I do not occupy the land of the 3rd and 4th Defendants. I do not cultivate on the portion of the 3rd and 4th Defendants. I have not constructed on their portions too...”
44. It is trite that the acreage of the land being claimed must be specifically ascertained. The burden of proof is on the person claiming adverse possession. In the case of Gerishon Muindi Baruthi -Vs.- Willays Gatinku Mukobwa & another CA No. 98 of 1998 the Court held that the Plaintiff/ claimant has a duty also to prove that the land he was claiming was definite and identifiable. It was held thus:
“Exclusive possession of a portion of parcel of land which is definite would entitle the Appellant to establish his claim on ground of adverse possession provided the period of 12 years has run”.
45. Moreover, whilst the Plaintiff’s claim from her pleadings is largely on adverse possession, she attempted to testify that the claim was hinged on customary trust held that the 1st Defendant held as trustee for himself and her late husband. It cannot be gain stated that parties are bound by their pleadings and any attempt to deviate from the same is abhorred and that any evidence led by any of the parties which does not support the averments in the pleadings, or put in another way, which is at variance with the averments of the pleadings goes to no issue and must be disregarded. See the Court of Appeal case of Independent Electoral and Boundaries Commission & Another vs Stephen Mutinda Mule & 3 Others [2014] eKLR.
46. The 3rd and 4th Defendants argued that they are bona fide purchasers for value and the registered owners of their respective portion. The Plaintiff has not tendered any evidence to impeach their titles that are held as conclusive evidence of proprietorship in line with Section 26 ofthe Land Registration Act that provides for instances when a title can be impeached; on the ground of fraud or misrepresentation to which the person is proved to be a party; or where the certificate of title has been acquired illegally, unprocedurally or through a corrupt scheme.

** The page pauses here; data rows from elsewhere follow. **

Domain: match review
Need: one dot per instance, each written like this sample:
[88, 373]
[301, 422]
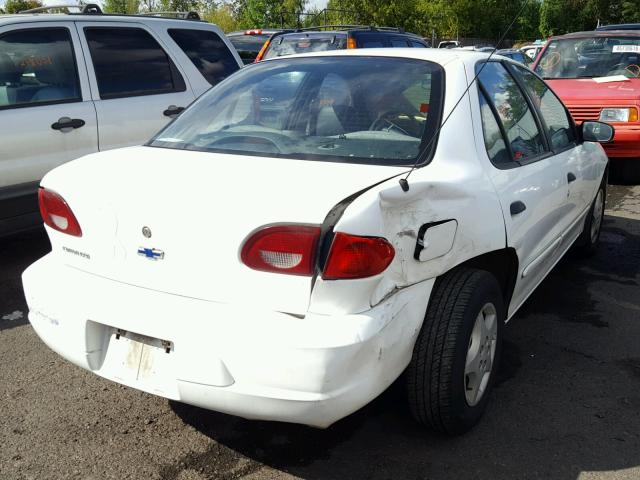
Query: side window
[129, 62]
[207, 52]
[523, 134]
[559, 127]
[493, 139]
[37, 66]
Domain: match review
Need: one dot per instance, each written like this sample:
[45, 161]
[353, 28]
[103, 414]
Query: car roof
[57, 17]
[619, 26]
[598, 33]
[440, 56]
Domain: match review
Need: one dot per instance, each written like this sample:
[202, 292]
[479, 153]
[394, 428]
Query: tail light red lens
[57, 214]
[352, 257]
[287, 249]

47. In view of the foregoing, it is my finding that the Plaintiff has failed to prove her claim for adverse possession on a balance of probabilities.

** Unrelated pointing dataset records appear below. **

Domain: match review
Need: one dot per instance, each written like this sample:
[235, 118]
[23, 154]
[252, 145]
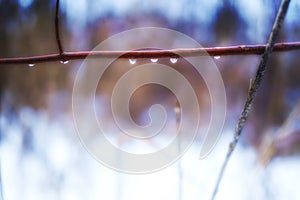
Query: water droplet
[64, 62]
[132, 61]
[173, 60]
[154, 59]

48. The Plaintiffs case is dismissed.
49. I order costs in favour of the 3rd and 4th Defendants.
50. It is so ordered.
DATED, SIGNED & DELIVERED ONLINEAT MURANG’A THIS 17TH DAY OF JUNE 2021
J.G. KEMEI
JUDGE
Delivered online in the presence of;
Waweru Wanjiru Ms. for the Plaintiff
Ms Waititu HB for Mwaniki for the 1st Defendant
T M Njoroge for the 2nd – 3rd Defendants.